Taylor claims that he had good cause for not waiving service of process because he "could not obtain authority from any responsible person and/or entity" to do so. Def.'s Aff. ¶ 4. However, as Plaintiff points out, the copy of the request for waiver of service was sent to him as a courtesy concurrently with the copy that was sent to the statutory agent CT, and that the waiver named CT as the statutory agent of record for Moulton. Pl.'s Reply 1; Pl.'s Mot. Ex. A. Additionally as of December 9, 2008, the Ohio Secretary of State's website continued to list CT as the active agent for Moulton. Pl.'s Reply Ex. C. This shows a responsible entity could be found. Although there is an issue as to whether CT considers itself the statutory agent of Moulton, created by their indication that Moulton has "discontinued their services[,]" they were still the agent authorized by Ohio law to be served on behalf of Moulton, and authorized to waive service of process.
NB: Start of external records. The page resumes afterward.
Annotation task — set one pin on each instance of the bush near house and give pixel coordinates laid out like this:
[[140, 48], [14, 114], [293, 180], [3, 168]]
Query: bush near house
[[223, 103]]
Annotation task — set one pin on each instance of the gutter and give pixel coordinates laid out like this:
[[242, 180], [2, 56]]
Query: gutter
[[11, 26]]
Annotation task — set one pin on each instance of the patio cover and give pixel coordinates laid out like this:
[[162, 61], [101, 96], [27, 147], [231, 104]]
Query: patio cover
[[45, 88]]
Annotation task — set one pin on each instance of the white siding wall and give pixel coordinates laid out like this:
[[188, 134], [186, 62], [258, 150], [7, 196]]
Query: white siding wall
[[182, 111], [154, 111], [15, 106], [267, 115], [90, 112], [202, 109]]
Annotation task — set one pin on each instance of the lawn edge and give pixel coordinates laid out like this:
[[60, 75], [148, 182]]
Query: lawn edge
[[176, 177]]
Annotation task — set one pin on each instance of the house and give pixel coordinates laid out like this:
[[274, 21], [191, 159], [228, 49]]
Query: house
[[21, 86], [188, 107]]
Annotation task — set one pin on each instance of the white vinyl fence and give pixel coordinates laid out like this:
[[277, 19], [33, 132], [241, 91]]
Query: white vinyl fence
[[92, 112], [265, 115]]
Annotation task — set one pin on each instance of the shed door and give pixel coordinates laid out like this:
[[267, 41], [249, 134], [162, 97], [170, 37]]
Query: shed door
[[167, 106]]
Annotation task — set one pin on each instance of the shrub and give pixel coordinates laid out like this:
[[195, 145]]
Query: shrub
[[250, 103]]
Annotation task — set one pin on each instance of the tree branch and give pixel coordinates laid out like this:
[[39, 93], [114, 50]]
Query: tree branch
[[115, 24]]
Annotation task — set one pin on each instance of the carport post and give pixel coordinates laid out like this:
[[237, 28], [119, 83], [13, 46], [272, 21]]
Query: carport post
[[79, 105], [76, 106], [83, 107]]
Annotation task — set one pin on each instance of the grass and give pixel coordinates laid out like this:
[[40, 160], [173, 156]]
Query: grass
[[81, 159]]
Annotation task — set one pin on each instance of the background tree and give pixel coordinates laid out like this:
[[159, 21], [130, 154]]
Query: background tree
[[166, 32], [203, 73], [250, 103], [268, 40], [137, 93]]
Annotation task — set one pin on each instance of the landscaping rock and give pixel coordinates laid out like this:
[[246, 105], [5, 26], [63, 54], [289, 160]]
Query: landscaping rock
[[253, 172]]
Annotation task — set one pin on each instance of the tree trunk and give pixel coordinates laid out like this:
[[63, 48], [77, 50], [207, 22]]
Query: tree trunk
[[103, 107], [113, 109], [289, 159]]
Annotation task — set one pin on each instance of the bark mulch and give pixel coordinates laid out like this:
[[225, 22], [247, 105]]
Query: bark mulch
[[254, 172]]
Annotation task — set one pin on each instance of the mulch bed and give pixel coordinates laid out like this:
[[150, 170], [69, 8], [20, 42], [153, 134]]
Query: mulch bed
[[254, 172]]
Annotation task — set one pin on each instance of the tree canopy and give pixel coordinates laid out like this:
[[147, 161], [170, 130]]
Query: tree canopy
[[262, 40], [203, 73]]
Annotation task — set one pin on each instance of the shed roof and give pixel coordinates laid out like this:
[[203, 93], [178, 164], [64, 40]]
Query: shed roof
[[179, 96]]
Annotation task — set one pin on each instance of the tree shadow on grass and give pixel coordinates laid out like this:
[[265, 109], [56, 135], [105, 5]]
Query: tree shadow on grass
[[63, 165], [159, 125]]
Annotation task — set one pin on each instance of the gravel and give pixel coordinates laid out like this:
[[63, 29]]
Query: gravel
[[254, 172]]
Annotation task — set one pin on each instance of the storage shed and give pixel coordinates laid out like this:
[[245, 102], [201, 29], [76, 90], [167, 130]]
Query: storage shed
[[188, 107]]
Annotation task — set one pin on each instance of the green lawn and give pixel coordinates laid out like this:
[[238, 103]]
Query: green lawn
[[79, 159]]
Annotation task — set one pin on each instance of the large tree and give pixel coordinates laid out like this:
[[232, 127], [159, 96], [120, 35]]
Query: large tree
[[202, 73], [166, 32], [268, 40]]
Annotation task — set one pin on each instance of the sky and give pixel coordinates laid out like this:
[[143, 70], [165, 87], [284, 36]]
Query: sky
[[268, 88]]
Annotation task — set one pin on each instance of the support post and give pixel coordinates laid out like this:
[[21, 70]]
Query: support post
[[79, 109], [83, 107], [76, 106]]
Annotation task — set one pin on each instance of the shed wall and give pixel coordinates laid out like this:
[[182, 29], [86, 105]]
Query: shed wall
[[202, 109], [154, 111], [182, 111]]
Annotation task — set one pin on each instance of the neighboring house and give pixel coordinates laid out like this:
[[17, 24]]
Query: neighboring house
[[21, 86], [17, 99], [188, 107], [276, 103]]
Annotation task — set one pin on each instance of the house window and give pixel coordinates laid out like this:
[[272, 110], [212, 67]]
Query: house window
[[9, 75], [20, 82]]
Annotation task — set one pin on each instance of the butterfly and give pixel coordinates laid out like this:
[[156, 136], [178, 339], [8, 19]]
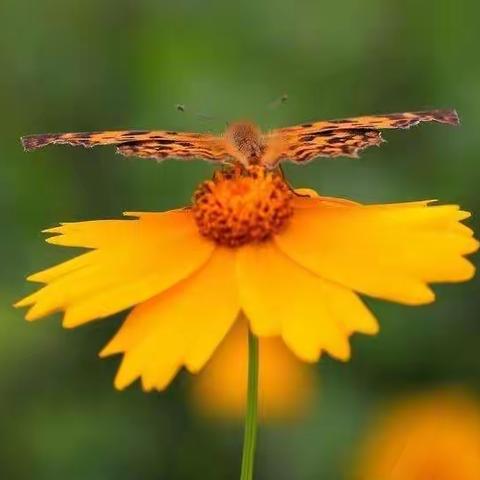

Doc. 40 at 1. CT implicitly recognized that they were still the agent authorized by law in Ohio for Moulton in its October 15, 2008 letter to the Court by stating that they were "returning them [the papers] to you and filing resignation of agent in all states where permitted." Id. (Emphasis added.) It may be noted that on January 30, 2009, a resignation was filed with the Ohio Secretary of State, effectuating termination authority as statutory agent 30 days thereafter. See http://www2.sos.state.oh.us/reports/rwservlet?imgc Din= 200903001276. However, this occurred over six months after waiver had been requested, and over four months after service of summons had been issued by the Clerk of Court.
CONCLUSION
Because CT was the agent authorized by law to waive or accept service for Moulton, good cause did not exist for denial of the waiver, and the costs and fees incurred by the Plaintiff to effectuate service must be imposed upon Defendant pursuant to Fed.R.Civ.P. 4(d)(2). The Court hereby GRANTS Plaintiff's Motion for Attorney Fees and Costs Incurred in Making Service, in the amount referenced in Plaintiff's Reply Exhibit D, $994.00. The Court takes note that the amount stated in Plaintiff's Reply at page three, is inconsistent with the invoice attached to that document, and regards this as a typographical error.
Under the provisions of 28 U.S.C. § 636(b)(1)(A), Rule 72(a), Fed.R.Civ.P., and Eastern Division Order No. 91-3, pt. F, 5, either party may, within ten (10) days after this Order is filed, file and serve on the opposing party a motion for reconsideration by the District Judge. The motion must specifically designate the Order, or part thereof, in question and the basis for any objection thereto. The District Judge, upon consideration of the motion, shall set aside any part of this Order found to be clearly erroneous or contrary to law.